La maggioranza dei politologi considera ormai fallito il bipolarismo “all’italiana” e concorda nel ritenere che il berlusconismo è stata la più coerente interpretazione della deriva plebiscitaria che ha cavalcato – con il decisivo supporto della Tv – la personalizzazione della politica, la sua degenerazione trasformista e la radicalizzazione di uno scontro tra destra e sinistra che sta portando all’imbarbarimento della vita nazionale.
Tuttavia il voto parlamentare dello scorso 14 dicembre, preceduto da un week-end caratterizzato dal mercato della politica, invece di costringere Berlusconi alla resa, ha segnato la sconfitta di Fini e dimostrato che al declino di consensi al premier non corrisponde il rafforzamento del centrosinistra. Il Pd non riesce ancora a guidare l’alternativa al blocco Pdl/ Lega che ha i suoi punti di forza nel “porcellum”: questo bipolarismo invece della stabilità ha prodotto immobilismo e il dilagare di una astensione dal voto che ha colpito destra e sinistra, facendo crescere la nostalgia per il passato.
IL PD E IL NODO DELLE ALLEANZE. Nell’autunno 2010 l’attesa di una svolta politica aveva alimentato tra i democratici la convinzione che fosse possibile rilanciare la strategia riformista aprendo a Vendola senza chiudere al centro di Casini. Ma la “fiducia” del parlamento per Berlusconi, anche se per soli tre voti, ha riaperto nel Pd la discussione sulle alleanze possibili, sul modello di società da costruire, sulle primarie e sulla leadership. Il nodo più urgente da sciogliere, in una fase che potrebbe precipitare verso elezioni anticipate, è quello delle alleanze. D’Alema, che aveva parlato del Pd come di un “amalgama mal riuscito”, ha sostenuto – aprendo un convegno internazionale sulle socialdemocrazie europee – che la sinistra, da sola, resterà sempre all’opposizione. Quando Bersani considera necessario il dialogo con Casini, dimostra di condividere questa riflessione: senza il consenso dell’area intermedia, in larga misura caratterizzata dal voto dei cattolici, anche in Italia i riformisti resteranno all’opposizione.

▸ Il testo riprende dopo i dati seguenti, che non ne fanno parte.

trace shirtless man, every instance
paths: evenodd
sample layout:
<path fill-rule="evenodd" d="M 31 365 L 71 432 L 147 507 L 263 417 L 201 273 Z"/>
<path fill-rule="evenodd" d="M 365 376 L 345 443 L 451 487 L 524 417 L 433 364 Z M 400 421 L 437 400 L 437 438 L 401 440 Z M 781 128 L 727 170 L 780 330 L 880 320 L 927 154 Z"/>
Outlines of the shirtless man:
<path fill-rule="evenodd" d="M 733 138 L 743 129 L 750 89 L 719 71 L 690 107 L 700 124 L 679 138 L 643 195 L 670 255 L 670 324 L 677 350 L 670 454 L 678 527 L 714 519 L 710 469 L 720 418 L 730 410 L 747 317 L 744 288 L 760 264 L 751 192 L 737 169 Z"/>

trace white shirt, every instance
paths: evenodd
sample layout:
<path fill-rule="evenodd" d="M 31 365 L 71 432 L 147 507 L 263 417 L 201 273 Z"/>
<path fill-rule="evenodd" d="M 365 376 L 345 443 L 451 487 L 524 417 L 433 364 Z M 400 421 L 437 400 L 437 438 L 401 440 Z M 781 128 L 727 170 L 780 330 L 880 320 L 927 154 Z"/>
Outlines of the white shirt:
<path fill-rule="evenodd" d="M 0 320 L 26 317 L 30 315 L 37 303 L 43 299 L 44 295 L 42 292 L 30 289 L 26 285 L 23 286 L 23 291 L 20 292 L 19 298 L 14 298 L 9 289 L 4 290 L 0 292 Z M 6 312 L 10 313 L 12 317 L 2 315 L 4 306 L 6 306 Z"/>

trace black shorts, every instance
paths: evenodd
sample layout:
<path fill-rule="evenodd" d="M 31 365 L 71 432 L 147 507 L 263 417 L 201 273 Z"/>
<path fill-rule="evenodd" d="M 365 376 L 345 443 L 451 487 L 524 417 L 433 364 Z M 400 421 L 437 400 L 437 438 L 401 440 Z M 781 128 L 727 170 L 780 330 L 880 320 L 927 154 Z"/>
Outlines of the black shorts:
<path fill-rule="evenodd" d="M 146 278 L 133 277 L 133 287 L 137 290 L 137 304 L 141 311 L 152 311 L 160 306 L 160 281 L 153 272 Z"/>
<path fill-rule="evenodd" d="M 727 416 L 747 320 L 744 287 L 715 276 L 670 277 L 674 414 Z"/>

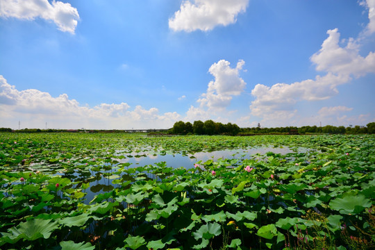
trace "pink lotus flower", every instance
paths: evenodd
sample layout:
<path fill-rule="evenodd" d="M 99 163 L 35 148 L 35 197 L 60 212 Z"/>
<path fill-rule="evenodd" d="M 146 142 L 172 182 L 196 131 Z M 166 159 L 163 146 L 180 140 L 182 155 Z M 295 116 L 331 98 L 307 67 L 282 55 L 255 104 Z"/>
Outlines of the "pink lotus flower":
<path fill-rule="evenodd" d="M 248 172 L 251 172 L 251 170 L 253 170 L 253 168 L 250 167 L 250 166 L 246 166 L 245 170 L 247 171 Z"/>

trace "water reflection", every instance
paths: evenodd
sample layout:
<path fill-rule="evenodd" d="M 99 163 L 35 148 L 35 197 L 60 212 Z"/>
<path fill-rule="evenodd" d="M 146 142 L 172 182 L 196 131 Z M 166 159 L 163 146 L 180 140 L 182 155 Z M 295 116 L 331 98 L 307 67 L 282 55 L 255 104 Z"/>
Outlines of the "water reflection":
<path fill-rule="evenodd" d="M 306 151 L 304 149 L 299 149 L 299 152 Z M 143 155 L 142 157 L 135 157 L 138 154 L 132 155 L 131 158 L 125 158 L 119 161 L 120 163 L 131 163 L 131 166 L 146 166 L 154 165 L 158 162 L 166 162 L 167 167 L 178 168 L 185 167 L 190 169 L 194 167 L 194 164 L 199 160 L 203 162 L 212 160 L 217 161 L 220 158 L 232 159 L 254 157 L 256 154 L 265 154 L 267 152 L 274 153 L 287 154 L 294 151 L 289 148 L 260 147 L 247 149 L 221 150 L 212 152 L 198 152 L 194 154 L 166 154 L 166 155 Z"/>

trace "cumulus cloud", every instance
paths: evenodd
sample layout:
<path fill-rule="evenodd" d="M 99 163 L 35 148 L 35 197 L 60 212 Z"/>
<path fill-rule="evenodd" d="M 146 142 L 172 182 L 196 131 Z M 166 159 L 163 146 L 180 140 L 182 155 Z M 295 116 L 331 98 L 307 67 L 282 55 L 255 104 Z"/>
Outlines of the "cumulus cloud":
<path fill-rule="evenodd" d="M 276 83 L 272 87 L 257 84 L 251 90 L 256 98 L 251 102 L 251 114 L 258 117 L 275 117 L 281 111 L 294 113 L 294 105 L 300 101 L 327 99 L 336 94 L 336 87 L 347 83 L 347 76 L 331 73 L 317 76 L 315 80 L 308 79 L 292 84 Z"/>
<path fill-rule="evenodd" d="M 338 106 L 335 107 L 323 107 L 319 111 L 318 114 L 323 117 L 329 117 L 338 115 L 343 112 L 348 112 L 353 110 L 353 108 Z"/>
<path fill-rule="evenodd" d="M 1 75 L 0 104 L 0 116 L 7 118 L 1 121 L 0 126 L 11 127 L 5 122 L 22 120 L 29 128 L 41 127 L 40 121 L 48 121 L 53 127 L 61 128 L 159 128 L 170 127 L 180 118 L 176 112 L 160 115 L 156 108 L 147 110 L 137 106 L 132 110 L 124 102 L 91 108 L 66 94 L 53 97 L 38 90 L 19 91 Z"/>
<path fill-rule="evenodd" d="M 69 3 L 48 0 L 2 0 L 0 17 L 33 20 L 40 17 L 53 21 L 62 31 L 74 33 L 79 15 Z"/>
<path fill-rule="evenodd" d="M 311 56 L 317 70 L 355 76 L 375 73 L 375 53 L 369 52 L 366 57 L 362 57 L 359 55 L 359 45 L 353 38 L 349 39 L 345 47 L 340 47 L 338 28 L 328 30 L 327 34 L 328 38 L 322 44 L 322 49 Z"/>
<path fill-rule="evenodd" d="M 169 28 L 174 31 L 208 31 L 217 25 L 233 24 L 248 3 L 249 0 L 194 0 L 194 3 L 184 1 L 180 10 L 169 19 Z"/>
<path fill-rule="evenodd" d="M 209 119 L 211 119 L 211 114 L 207 110 L 192 106 L 191 106 L 188 112 L 186 112 L 186 117 L 185 118 L 185 120 L 190 122 L 198 120 L 206 121 Z"/>
<path fill-rule="evenodd" d="M 362 4 L 369 9 L 369 23 L 366 29 L 373 31 L 375 0 L 367 0 Z M 291 118 L 297 114 L 296 105 L 299 101 L 328 99 L 338 94 L 337 87 L 350 81 L 352 76 L 375 73 L 375 53 L 370 51 L 365 57 L 361 56 L 360 39 L 350 38 L 342 47 L 338 28 L 328 30 L 327 34 L 328 37 L 323 42 L 321 49 L 310 57 L 316 69 L 327 72 L 326 74 L 317 76 L 315 80 L 291 84 L 276 83 L 271 87 L 257 84 L 251 91 L 255 97 L 250 106 L 251 115 L 265 120 L 269 117 Z M 319 111 L 319 116 L 324 112 L 343 111 L 343 108 L 342 106 L 325 108 Z"/>
<path fill-rule="evenodd" d="M 375 0 L 362 1 L 360 4 L 369 10 L 369 24 L 365 30 L 365 34 L 372 34 L 375 32 Z"/>
<path fill-rule="evenodd" d="M 238 61 L 235 68 L 231 68 L 231 63 L 225 60 L 212 65 L 208 72 L 215 81 L 208 83 L 207 92 L 202 94 L 198 100 L 201 107 L 214 110 L 228 106 L 232 97 L 240 94 L 246 86 L 244 81 L 240 77 L 244 65 L 242 60 Z"/>

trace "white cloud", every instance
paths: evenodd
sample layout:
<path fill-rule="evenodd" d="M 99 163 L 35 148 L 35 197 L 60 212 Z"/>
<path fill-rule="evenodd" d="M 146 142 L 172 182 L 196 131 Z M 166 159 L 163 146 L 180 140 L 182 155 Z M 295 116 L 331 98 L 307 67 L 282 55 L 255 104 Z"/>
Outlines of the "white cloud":
<path fill-rule="evenodd" d="M 352 110 L 353 108 L 342 106 L 335 107 L 323 107 L 318 111 L 318 114 L 322 117 L 338 116 L 342 112 L 351 111 Z"/>
<path fill-rule="evenodd" d="M 192 106 L 186 112 L 186 117 L 184 119 L 192 122 L 198 120 L 206 121 L 209 119 L 211 119 L 211 115 L 207 110 Z"/>
<path fill-rule="evenodd" d="M 183 99 L 185 99 L 185 98 L 186 98 L 186 96 L 184 94 L 184 95 L 183 95 L 183 96 L 178 97 L 178 100 L 179 100 L 179 101 L 181 101 L 181 100 L 183 100 Z"/>
<path fill-rule="evenodd" d="M 220 60 L 210 67 L 208 72 L 215 77 L 215 81 L 208 83 L 207 92 L 201 94 L 197 101 L 201 107 L 209 110 L 222 110 L 231 103 L 233 96 L 240 95 L 246 86 L 244 81 L 240 77 L 244 61 L 240 60 L 235 68 L 231 67 L 231 63 Z"/>
<path fill-rule="evenodd" d="M 1 0 L 0 17 L 33 20 L 40 17 L 53 21 L 59 30 L 74 33 L 79 15 L 69 3 L 48 0 Z"/>
<path fill-rule="evenodd" d="M 372 33 L 375 31 L 373 27 L 375 0 L 367 0 L 362 4 L 369 9 L 369 23 L 366 29 Z M 370 51 L 367 56 L 361 56 L 359 53 L 361 39 L 350 38 L 344 47 L 340 47 L 338 28 L 328 30 L 327 34 L 328 37 L 323 42 L 322 48 L 310 57 L 311 62 L 316 65 L 316 69 L 327 74 L 324 76 L 317 76 L 315 80 L 308 79 L 292 84 L 276 83 L 271 87 L 257 84 L 251 91 L 255 97 L 250 106 L 252 115 L 261 117 L 263 121 L 274 119 L 278 122 L 283 117 L 291 119 L 297 115 L 299 101 L 328 99 L 338 94 L 337 87 L 349 82 L 351 76 L 360 77 L 375 73 L 375 53 Z M 319 112 L 319 119 L 326 119 L 328 115 L 324 114 L 348 111 L 348 108 L 343 106 L 324 108 Z M 342 117 L 342 120 L 345 117 Z M 335 119 L 335 122 L 338 118 Z"/>
<path fill-rule="evenodd" d="M 375 53 L 369 52 L 365 58 L 360 56 L 359 44 L 353 38 L 349 40 L 345 47 L 340 47 L 338 28 L 328 30 L 327 34 L 328 38 L 322 44 L 322 49 L 311 56 L 317 70 L 356 76 L 375 73 Z"/>
<path fill-rule="evenodd" d="M 124 102 L 90 108 L 70 99 L 66 94 L 53 97 L 38 90 L 19 91 L 0 75 L 0 117 L 6 117 L 0 121 L 0 127 L 14 128 L 20 120 L 24 128 L 43 127 L 48 122 L 55 128 L 164 128 L 180 119 L 176 112 L 160 115 L 156 108 L 147 110 L 137 106 L 133 110 L 130 108 Z"/>
<path fill-rule="evenodd" d="M 294 113 L 298 101 L 328 99 L 338 92 L 336 86 L 349 79 L 347 76 L 329 73 L 324 76 L 317 76 L 315 80 L 292 84 L 276 83 L 272 87 L 257 84 L 251 90 L 251 94 L 256 97 L 250 106 L 251 114 L 265 118 L 278 117 L 277 114 L 283 111 Z"/>
<path fill-rule="evenodd" d="M 366 0 L 360 3 L 369 10 L 369 24 L 365 30 L 365 35 L 369 35 L 375 32 L 375 0 Z"/>
<path fill-rule="evenodd" d="M 233 24 L 248 3 L 249 0 L 194 0 L 194 3 L 184 1 L 180 10 L 169 19 L 169 28 L 174 31 L 208 31 L 217 25 Z"/>

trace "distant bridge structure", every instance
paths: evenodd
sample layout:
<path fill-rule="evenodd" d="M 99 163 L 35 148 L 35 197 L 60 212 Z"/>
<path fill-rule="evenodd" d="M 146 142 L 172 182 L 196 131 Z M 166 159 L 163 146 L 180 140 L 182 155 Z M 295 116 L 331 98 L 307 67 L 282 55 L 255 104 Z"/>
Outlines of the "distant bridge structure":
<path fill-rule="evenodd" d="M 151 133 L 151 132 L 167 132 L 169 129 L 124 129 L 126 133 Z"/>

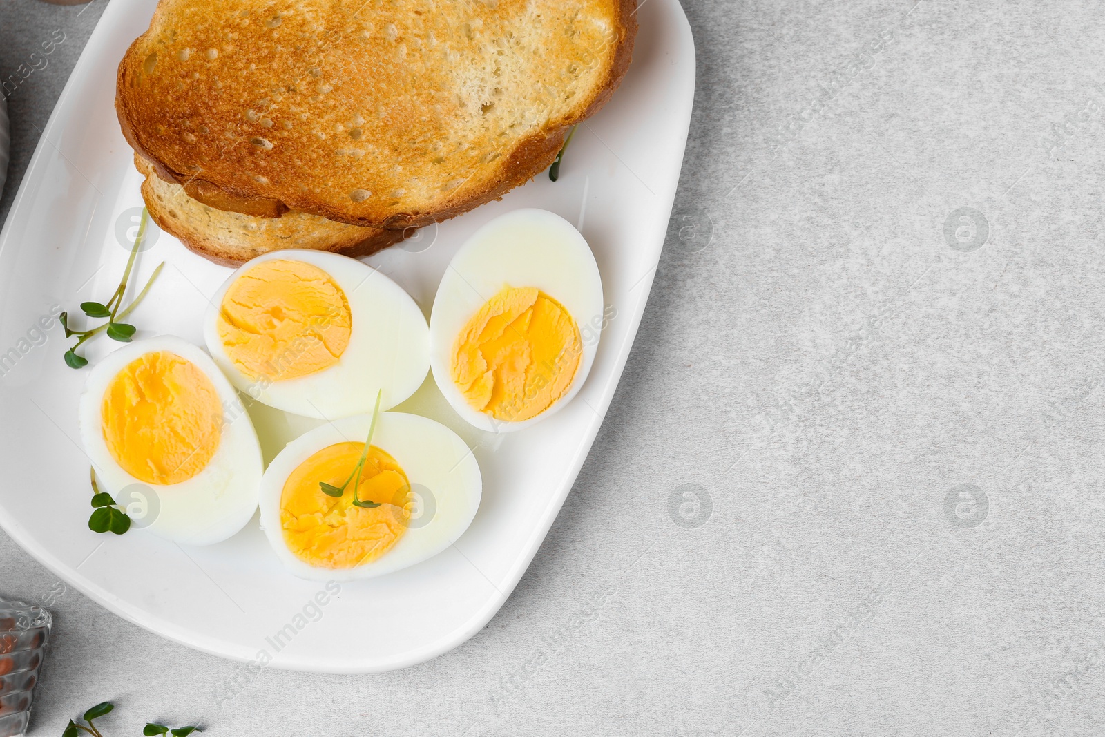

Ciò che resta oscuro è cosa pensano gli ex popolari del futuro del Pd. Se non riflettono a fondo sulle scelte compiute dopo il ’94, nella scia del sogno di Prodi, la loro presenza politica nel paese diventa irrilevante. Eppure, senza una visibile presenza dei cattolici democratici, anche il Pd non ha futuro. Resta peraltro vero che la questione delle alleanze non dipende solo dal Pd e comporta comunque una riforma del sistema elettorale. D’altra parte, se resta impossibile un “confronto” sul modello di società tra Casini e Vendola, qualunque coalizione elettorale messa in campo dal Pd, è destinata a restare al di sotto del consenso elettorale necessario per una vera alternativa al blocco conservatore. In questa situazione, la direzione Pd del 13 gennaio ha ratificato la linea di Bersani, ma ha registrato anche un inasprimento delle tensioni interne: la politica è restata così nel labirinto della crisi e le difficoltà del Pd continuano ad essere speculari a quelle del Pdl.
LA FRATTURA DI MIRAFIORI. Il conflitto tra chi ha collocato al primo posto la difesa della produzione e del lavoro (Fim-Cisl e Uilm) e chi ha privilegiato l’esaltazione dei diritti sindacali (Fiom), ha segnato una profonda frattura nel mondo operaio. Il referendum di Mirafiori è stata comunque una grande prova di democrazia. Marchionne ha parlato di una “svolta storica”, poiché è convinto che solo ratificando l’accordo da lui proposto, la Fiat può sopravvivere alla mondializzazione dei mercati. Nell’ultima settimana Torino è tornata ad essere il “laboratorio” della politica nazionale, la città che ha deciso di fare i conti con una globalizzazione dell’economia che sta sfidando il capitalismo europeo, il welfare-state e la stessa democrazia. È comunque certo che i temi politico-economici posti dal referendum di Mirafiori, e i suoi risultati, sono diventati le questioni cui devono rispondere anche le forze politiche e in particolare il Pd, in vista delle ormai prossime elezioni amministrative (se non delle probabili elezioni politiche).
LA "VICENDA RUBY". A rendere più incerta e inquietante la situazione del paese, sono l’iniziativa della Procura di Milano, che poche ore dopo la sentenza della Corte costituzionale sul “legittimo impedimento”, ha avviato una procedura giudiziaria contro Berlusconi, accusato di concussione e di prostituzione minorile. La “vicenda Ruby”, su cui Giorgio Merlo ha scritto un serio commento, ha nuovamente aperto lo scontro sulla questione morale, sul degrado della vita politica italiana e sulle elezioni anticipate. Ne riparleremo.